Ca n'est pas la première fois que l'injonction à la maigreur dans le domaine de la mode est révélée, et dénoncée. Il y a deux ans, Victoire Maçon Dauxerre revenait dans un livre-choc sur ses longues années d'anorexie quand elle était top model ( "Jamais assez maigre. Journal d'un top model", édition Les Arènes).

Trois pommes par jour pour seul repas, poisson ou poulet une fois par semaine, c'était son régime alimentaire, jusqu'à peser 47 kg pour 1,78 m ! Elle raconte dans ce livre avoir vu dans les coulisses des défilés des mannequins grignoter devant les caméras, avant d'aller se faire vomir aux toilettes une fois les journalistes partis. Avoir participé à des séances photo où seuls les photographes avaient à manger. Etre tombée d'inanition et de fatigue dans la rue en pleine Fashion Week de New York."On ne peut pas imposer un corps malade en idéal de beauté, c'est criminel", dénonçait la jeune femme de 23 ans, qui avait défilé pour de grands noms comme Alexander McQueen, Céline, Miu Miu (lire son témoignage ici).

De timides améliorations

La question a suscité des réactions. Depuis décembre 2015 en France, l'activité de mannequin est soumise à un certificat médical qui prend notamment en compte l'indice de masse corporelle (IMC),

En 2017, les deux tenants du luxe mondial, le groupe Kering (possesseur des griffes Saint Laurent, StellaMcCartney, Gucci, notamment) et le groupe LVMH (Dior, Vuitton, Givenchy, Kenzo…) ont aussi fait paraître une charte sur les conditions de travail et le bien-être des mannequins. Cette charte, comme le rapportait la Libre, reprend peu ou prou les dispositions de "la loi mannequin" mise en vigueur par la ministre française Marisol Touraine, en mai 2017, loi qui cherchait à lutter contre l’anorexie dans le milieu du mannequinat, en bannissant des podiums les tailles 32 pour les filles, et 42 pour les garçons.

Cette charte, jugée insuffisante pour certains, prévoit notamment de ne pas accepter sur les podiums les jeunes femmes sans certificat médical datant de plus de six mois, et toutes celles qui auraient un indice de masse corporel inférieur à 17, qui correspond à un état de "maigreur modérée à sévère".

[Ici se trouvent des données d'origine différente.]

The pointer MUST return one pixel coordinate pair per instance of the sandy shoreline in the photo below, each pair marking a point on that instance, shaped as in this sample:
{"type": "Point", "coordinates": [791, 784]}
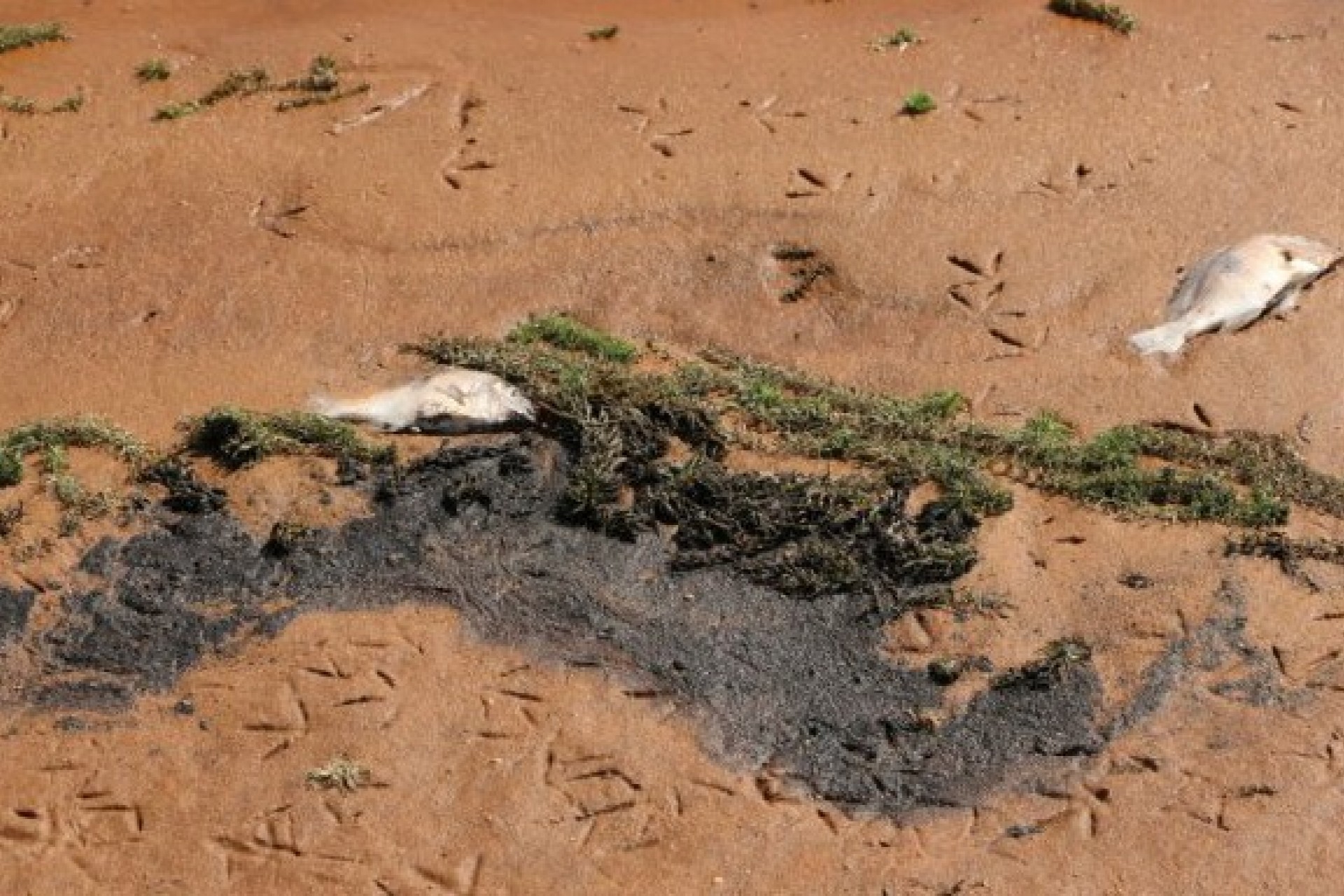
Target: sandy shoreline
{"type": "Point", "coordinates": [1003, 246]}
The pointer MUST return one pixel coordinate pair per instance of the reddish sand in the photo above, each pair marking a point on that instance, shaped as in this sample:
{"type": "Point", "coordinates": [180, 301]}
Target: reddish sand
{"type": "Point", "coordinates": [152, 269]}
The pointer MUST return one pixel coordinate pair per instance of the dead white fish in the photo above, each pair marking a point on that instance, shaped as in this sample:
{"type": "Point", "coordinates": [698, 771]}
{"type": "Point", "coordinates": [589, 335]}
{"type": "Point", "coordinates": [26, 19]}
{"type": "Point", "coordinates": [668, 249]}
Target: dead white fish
{"type": "Point", "coordinates": [452, 400]}
{"type": "Point", "coordinates": [1236, 286]}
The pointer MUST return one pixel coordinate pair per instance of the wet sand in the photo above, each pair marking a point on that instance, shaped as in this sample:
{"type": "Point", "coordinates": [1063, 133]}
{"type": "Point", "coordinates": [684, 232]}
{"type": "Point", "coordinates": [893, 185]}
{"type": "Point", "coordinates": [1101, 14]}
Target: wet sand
{"type": "Point", "coordinates": [1004, 246]}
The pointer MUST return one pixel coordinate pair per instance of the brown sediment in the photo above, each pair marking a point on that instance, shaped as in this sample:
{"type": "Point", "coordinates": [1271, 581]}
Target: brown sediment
{"type": "Point", "coordinates": [644, 181]}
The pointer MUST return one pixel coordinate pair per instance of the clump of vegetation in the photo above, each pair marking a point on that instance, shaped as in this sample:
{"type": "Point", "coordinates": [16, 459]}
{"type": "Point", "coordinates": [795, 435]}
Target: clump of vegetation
{"type": "Point", "coordinates": [30, 35]}
{"type": "Point", "coordinates": [235, 83]}
{"type": "Point", "coordinates": [18, 105]}
{"type": "Point", "coordinates": [50, 441]}
{"type": "Point", "coordinates": [175, 111]}
{"type": "Point", "coordinates": [235, 438]}
{"type": "Point", "coordinates": [74, 102]}
{"type": "Point", "coordinates": [320, 85]}
{"type": "Point", "coordinates": [565, 332]}
{"type": "Point", "coordinates": [152, 70]}
{"type": "Point", "coordinates": [1057, 660]}
{"type": "Point", "coordinates": [899, 41]}
{"type": "Point", "coordinates": [617, 418]}
{"type": "Point", "coordinates": [1108, 14]}
{"type": "Point", "coordinates": [918, 102]}
{"type": "Point", "coordinates": [340, 774]}
{"type": "Point", "coordinates": [1287, 551]}
{"type": "Point", "coordinates": [30, 106]}
{"type": "Point", "coordinates": [52, 437]}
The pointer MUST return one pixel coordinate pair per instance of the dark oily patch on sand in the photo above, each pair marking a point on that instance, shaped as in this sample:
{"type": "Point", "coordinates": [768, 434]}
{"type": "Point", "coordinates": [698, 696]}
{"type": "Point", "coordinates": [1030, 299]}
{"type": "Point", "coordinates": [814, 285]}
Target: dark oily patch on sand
{"type": "Point", "coordinates": [793, 687]}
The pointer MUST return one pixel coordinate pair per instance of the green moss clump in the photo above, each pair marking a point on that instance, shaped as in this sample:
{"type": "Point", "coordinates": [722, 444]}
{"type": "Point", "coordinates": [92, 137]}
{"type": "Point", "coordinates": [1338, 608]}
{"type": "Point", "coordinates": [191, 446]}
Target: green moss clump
{"type": "Point", "coordinates": [918, 102]}
{"type": "Point", "coordinates": [52, 437]}
{"type": "Point", "coordinates": [153, 70]}
{"type": "Point", "coordinates": [565, 332]}
{"type": "Point", "coordinates": [1057, 660]}
{"type": "Point", "coordinates": [1107, 14]}
{"type": "Point", "coordinates": [237, 438]}
{"type": "Point", "coordinates": [30, 35]}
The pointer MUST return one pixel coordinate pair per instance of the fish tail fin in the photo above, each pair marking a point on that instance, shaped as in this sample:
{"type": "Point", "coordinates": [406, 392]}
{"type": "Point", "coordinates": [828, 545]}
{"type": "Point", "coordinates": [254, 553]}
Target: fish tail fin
{"type": "Point", "coordinates": [1167, 339]}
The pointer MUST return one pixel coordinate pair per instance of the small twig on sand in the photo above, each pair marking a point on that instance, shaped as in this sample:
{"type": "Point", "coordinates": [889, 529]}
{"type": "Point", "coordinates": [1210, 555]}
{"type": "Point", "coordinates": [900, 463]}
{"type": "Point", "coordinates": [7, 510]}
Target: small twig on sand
{"type": "Point", "coordinates": [378, 111]}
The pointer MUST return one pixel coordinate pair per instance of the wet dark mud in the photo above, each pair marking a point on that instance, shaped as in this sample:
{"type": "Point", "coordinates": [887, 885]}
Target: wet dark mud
{"type": "Point", "coordinates": [796, 688]}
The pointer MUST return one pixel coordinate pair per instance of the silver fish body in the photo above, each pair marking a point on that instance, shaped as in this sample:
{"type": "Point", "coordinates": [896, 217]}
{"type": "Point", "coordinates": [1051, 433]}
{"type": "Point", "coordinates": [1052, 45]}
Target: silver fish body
{"type": "Point", "coordinates": [1237, 285]}
{"type": "Point", "coordinates": [449, 402]}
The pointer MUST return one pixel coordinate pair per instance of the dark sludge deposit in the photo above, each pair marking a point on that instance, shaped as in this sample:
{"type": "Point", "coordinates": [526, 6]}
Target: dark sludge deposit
{"type": "Point", "coordinates": [790, 684]}
{"type": "Point", "coordinates": [615, 536]}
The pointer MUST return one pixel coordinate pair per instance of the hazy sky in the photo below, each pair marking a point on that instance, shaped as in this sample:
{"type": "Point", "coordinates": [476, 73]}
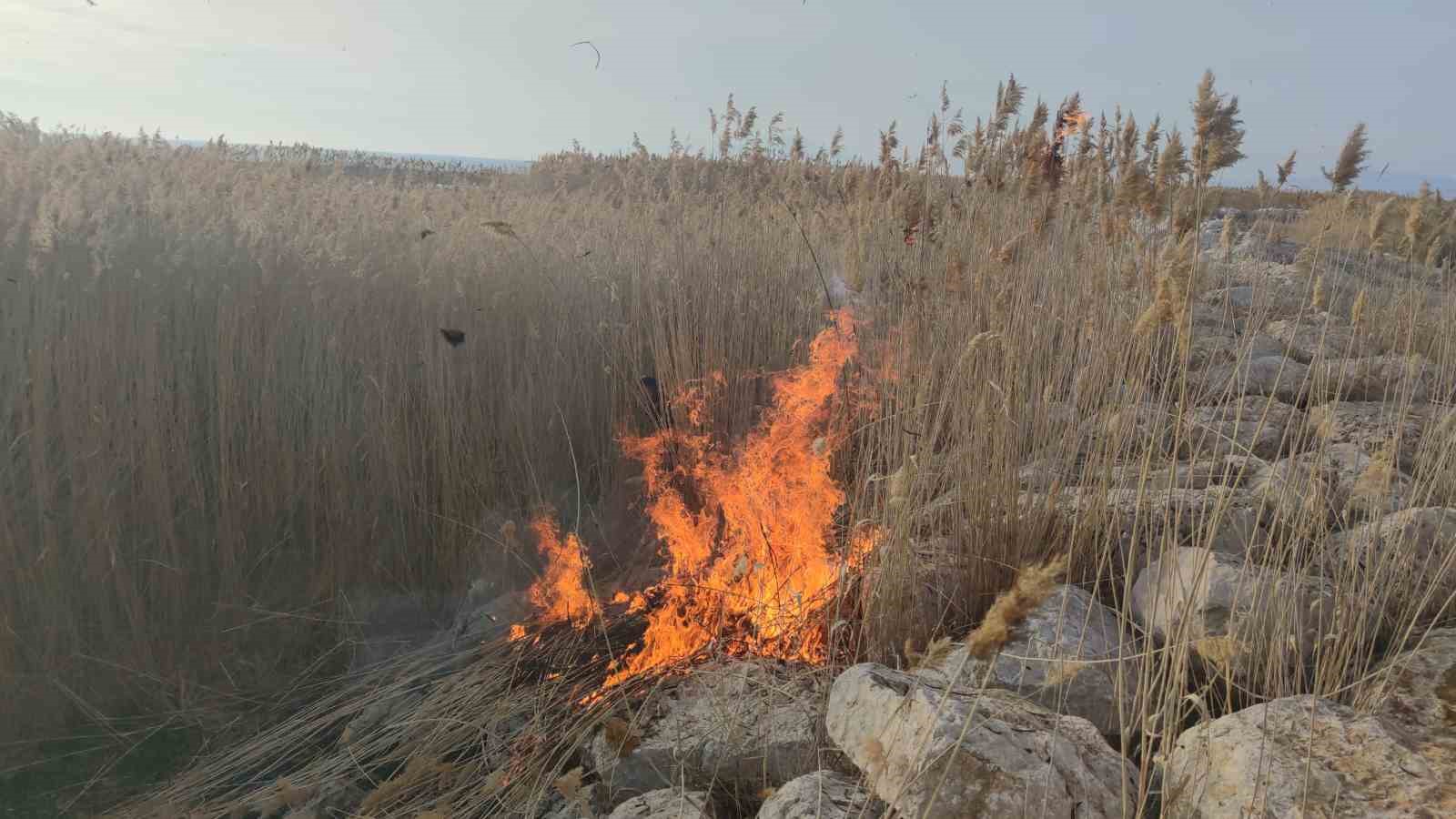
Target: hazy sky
{"type": "Point", "coordinates": [499, 79]}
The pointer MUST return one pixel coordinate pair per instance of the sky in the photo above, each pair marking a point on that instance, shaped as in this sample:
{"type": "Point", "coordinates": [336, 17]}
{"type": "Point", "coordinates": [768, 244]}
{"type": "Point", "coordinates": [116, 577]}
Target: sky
{"type": "Point", "coordinates": [501, 79]}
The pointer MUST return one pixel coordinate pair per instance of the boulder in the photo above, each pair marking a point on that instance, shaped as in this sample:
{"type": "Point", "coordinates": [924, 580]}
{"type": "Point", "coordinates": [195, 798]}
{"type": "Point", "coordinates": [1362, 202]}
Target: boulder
{"type": "Point", "coordinates": [1416, 697]}
{"type": "Point", "coordinates": [1309, 756]}
{"type": "Point", "coordinates": [1409, 557]}
{"type": "Point", "coordinates": [1331, 486]}
{"type": "Point", "coordinates": [1372, 426]}
{"type": "Point", "coordinates": [1225, 606]}
{"type": "Point", "coordinates": [742, 724]}
{"type": "Point", "coordinates": [667, 804]}
{"type": "Point", "coordinates": [1263, 428]}
{"type": "Point", "coordinates": [822, 794]}
{"type": "Point", "coordinates": [1317, 336]}
{"type": "Point", "coordinates": [1069, 656]}
{"type": "Point", "coordinates": [1378, 378]}
{"type": "Point", "coordinates": [929, 751]}
{"type": "Point", "coordinates": [1208, 349]}
{"type": "Point", "coordinates": [1270, 375]}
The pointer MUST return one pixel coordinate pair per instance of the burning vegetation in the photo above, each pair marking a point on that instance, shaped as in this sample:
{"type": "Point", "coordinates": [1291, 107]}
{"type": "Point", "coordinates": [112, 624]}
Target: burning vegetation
{"type": "Point", "coordinates": [749, 531]}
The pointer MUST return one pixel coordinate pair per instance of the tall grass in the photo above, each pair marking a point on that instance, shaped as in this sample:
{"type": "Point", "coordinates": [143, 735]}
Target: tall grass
{"type": "Point", "coordinates": [228, 407]}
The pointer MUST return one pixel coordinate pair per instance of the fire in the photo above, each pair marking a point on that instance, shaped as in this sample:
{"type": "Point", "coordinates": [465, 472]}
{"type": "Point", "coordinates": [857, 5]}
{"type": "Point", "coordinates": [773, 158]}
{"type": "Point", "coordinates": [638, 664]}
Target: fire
{"type": "Point", "coordinates": [750, 532]}
{"type": "Point", "coordinates": [561, 593]}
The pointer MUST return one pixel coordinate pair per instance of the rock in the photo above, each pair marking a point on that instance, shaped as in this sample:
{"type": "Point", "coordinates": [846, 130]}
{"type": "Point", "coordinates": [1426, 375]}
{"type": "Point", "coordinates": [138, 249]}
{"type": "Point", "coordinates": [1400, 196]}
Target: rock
{"type": "Point", "coordinates": [1402, 555]}
{"type": "Point", "coordinates": [1331, 486]}
{"type": "Point", "coordinates": [1278, 215]}
{"type": "Point", "coordinates": [1208, 349]}
{"type": "Point", "coordinates": [1130, 430]}
{"type": "Point", "coordinates": [742, 724]}
{"type": "Point", "coordinates": [1014, 758]}
{"type": "Point", "coordinates": [1271, 376]}
{"type": "Point", "coordinates": [1315, 337]}
{"type": "Point", "coordinates": [1261, 428]}
{"type": "Point", "coordinates": [1417, 698]}
{"type": "Point", "coordinates": [1376, 378]}
{"type": "Point", "coordinates": [1257, 247]}
{"type": "Point", "coordinates": [1069, 656]}
{"type": "Point", "coordinates": [1228, 471]}
{"type": "Point", "coordinates": [1372, 424]}
{"type": "Point", "coordinates": [667, 804]}
{"type": "Point", "coordinates": [1261, 299]}
{"type": "Point", "coordinates": [822, 794]}
{"type": "Point", "coordinates": [1309, 756]}
{"type": "Point", "coordinates": [1225, 605]}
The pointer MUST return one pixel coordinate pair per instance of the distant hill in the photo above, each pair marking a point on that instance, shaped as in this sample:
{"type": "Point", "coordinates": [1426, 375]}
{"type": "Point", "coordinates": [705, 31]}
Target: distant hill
{"type": "Point", "coordinates": [443, 157]}
{"type": "Point", "coordinates": [1372, 179]}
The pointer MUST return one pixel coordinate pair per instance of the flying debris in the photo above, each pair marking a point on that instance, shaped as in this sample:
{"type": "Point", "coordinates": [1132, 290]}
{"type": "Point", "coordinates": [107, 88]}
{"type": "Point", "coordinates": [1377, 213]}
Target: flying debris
{"type": "Point", "coordinates": [593, 47]}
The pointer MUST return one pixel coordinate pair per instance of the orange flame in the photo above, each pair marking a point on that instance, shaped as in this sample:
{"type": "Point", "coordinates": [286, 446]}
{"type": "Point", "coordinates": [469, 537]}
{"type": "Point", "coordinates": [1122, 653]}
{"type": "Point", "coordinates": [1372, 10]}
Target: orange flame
{"type": "Point", "coordinates": [560, 595]}
{"type": "Point", "coordinates": [749, 533]}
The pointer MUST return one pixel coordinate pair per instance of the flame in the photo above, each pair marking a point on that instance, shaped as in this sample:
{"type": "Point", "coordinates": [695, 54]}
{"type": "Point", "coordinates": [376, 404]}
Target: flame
{"type": "Point", "coordinates": [749, 533]}
{"type": "Point", "coordinates": [560, 595]}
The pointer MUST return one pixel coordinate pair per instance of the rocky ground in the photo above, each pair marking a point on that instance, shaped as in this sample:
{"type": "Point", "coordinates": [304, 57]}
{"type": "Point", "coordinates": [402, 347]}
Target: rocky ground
{"type": "Point", "coordinates": [1295, 436]}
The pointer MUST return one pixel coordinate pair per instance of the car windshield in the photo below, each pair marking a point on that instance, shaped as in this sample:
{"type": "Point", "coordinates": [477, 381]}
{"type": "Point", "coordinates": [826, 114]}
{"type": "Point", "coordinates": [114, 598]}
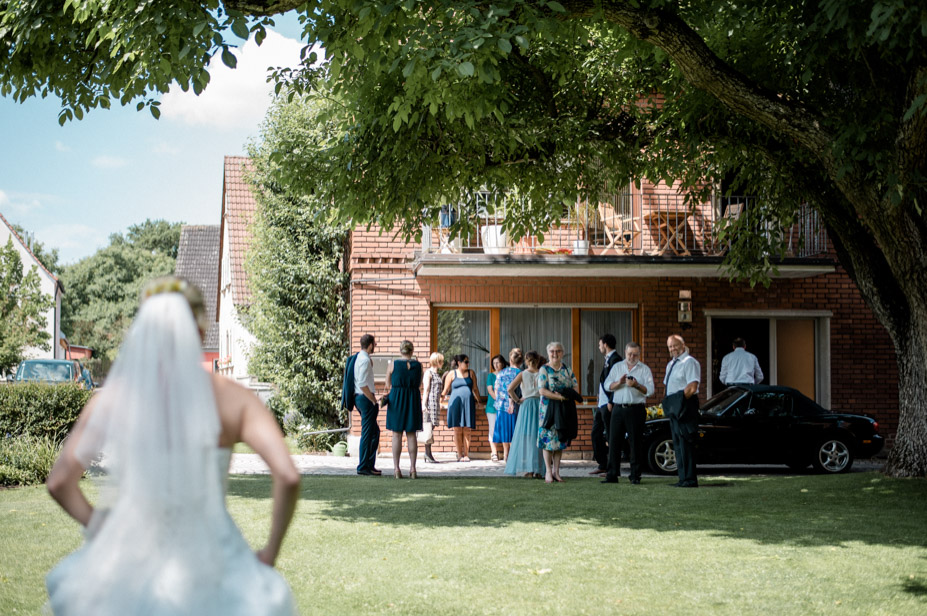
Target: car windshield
{"type": "Point", "coordinates": [718, 403]}
{"type": "Point", "coordinates": [45, 371]}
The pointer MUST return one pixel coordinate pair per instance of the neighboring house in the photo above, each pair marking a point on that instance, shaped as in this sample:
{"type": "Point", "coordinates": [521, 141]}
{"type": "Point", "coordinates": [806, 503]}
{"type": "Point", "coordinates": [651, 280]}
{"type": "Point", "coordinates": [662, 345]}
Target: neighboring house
{"type": "Point", "coordinates": [50, 286]}
{"type": "Point", "coordinates": [234, 294]}
{"type": "Point", "coordinates": [646, 266]}
{"type": "Point", "coordinates": [198, 262]}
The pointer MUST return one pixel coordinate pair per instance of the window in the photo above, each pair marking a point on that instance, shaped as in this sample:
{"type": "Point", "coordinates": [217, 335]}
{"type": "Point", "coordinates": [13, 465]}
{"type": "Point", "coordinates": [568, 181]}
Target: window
{"type": "Point", "coordinates": [466, 332]}
{"type": "Point", "coordinates": [593, 324]}
{"type": "Point", "coordinates": [532, 329]}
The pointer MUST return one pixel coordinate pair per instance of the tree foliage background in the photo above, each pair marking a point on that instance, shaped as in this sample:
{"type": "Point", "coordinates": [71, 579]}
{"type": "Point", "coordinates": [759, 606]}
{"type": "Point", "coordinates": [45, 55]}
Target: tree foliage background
{"type": "Point", "coordinates": [821, 102]}
{"type": "Point", "coordinates": [299, 310]}
{"type": "Point", "coordinates": [101, 291]}
{"type": "Point", "coordinates": [22, 309]}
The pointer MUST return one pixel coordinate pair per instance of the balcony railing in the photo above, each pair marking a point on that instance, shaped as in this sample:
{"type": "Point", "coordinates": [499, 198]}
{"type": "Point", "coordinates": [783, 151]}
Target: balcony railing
{"type": "Point", "coordinates": [658, 224]}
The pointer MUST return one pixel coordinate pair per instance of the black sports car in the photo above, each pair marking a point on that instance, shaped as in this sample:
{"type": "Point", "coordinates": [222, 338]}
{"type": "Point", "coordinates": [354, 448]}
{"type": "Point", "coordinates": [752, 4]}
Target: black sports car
{"type": "Point", "coordinates": [761, 424]}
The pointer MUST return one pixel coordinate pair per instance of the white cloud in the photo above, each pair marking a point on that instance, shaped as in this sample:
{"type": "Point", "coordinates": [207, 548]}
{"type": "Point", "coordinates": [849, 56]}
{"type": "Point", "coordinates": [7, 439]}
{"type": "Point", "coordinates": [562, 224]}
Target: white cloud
{"type": "Point", "coordinates": [234, 97]}
{"type": "Point", "coordinates": [165, 148]}
{"type": "Point", "coordinates": [108, 162]}
{"type": "Point", "coordinates": [72, 240]}
{"type": "Point", "coordinates": [23, 204]}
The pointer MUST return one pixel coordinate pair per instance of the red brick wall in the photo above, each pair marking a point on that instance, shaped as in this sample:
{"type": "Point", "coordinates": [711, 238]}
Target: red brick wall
{"type": "Point", "coordinates": [390, 302]}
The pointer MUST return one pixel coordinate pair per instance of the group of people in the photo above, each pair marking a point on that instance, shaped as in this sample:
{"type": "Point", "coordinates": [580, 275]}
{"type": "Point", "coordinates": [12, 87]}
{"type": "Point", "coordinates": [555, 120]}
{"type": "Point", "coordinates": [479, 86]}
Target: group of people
{"type": "Point", "coordinates": [531, 407]}
{"type": "Point", "coordinates": [159, 539]}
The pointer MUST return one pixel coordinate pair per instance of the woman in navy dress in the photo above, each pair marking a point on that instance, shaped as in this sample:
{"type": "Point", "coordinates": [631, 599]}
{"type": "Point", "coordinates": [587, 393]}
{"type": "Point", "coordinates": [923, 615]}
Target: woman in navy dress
{"type": "Point", "coordinates": [404, 413]}
{"type": "Point", "coordinates": [461, 407]}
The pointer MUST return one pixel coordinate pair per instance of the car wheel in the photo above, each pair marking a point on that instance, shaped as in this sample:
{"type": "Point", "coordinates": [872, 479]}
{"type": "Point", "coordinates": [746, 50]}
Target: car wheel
{"type": "Point", "coordinates": [832, 455]}
{"type": "Point", "coordinates": [662, 457]}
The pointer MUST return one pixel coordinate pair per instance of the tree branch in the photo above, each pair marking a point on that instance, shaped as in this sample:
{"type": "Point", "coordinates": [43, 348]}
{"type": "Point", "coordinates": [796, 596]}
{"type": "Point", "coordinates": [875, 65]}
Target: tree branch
{"type": "Point", "coordinates": [263, 8]}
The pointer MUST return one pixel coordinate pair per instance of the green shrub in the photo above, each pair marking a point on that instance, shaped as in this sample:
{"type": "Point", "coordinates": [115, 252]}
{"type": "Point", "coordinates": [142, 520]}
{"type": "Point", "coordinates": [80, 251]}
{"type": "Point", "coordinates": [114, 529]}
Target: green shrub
{"type": "Point", "coordinates": [316, 442]}
{"type": "Point", "coordinates": [40, 409]}
{"type": "Point", "coordinates": [26, 460]}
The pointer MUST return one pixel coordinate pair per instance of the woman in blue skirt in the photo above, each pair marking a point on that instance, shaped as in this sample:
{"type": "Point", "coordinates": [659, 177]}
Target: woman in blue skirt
{"type": "Point", "coordinates": [505, 408]}
{"type": "Point", "coordinates": [524, 454]}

Autre évolution qu'on a pu observer ces dernières années : le monde de la mode s'ouvre petit à petit, aux rondes. Aux Etats-Unis, Ashley Graham et sa taille 48 est devenue, ces deux dernières années, quasiment l'égale des mannequins superstar telles Kendall Jenner ou Gigi Hadid. En février 2016, elle a été la première femme ronde à apparaître en Une du spécial maillots de bain du magazine américain Sports Illustrated, une institution. En février 2017, le designer Michael Kors l'a faite défiler à New York, une apparition encore extrêmement rare pour un grand nom de la mode.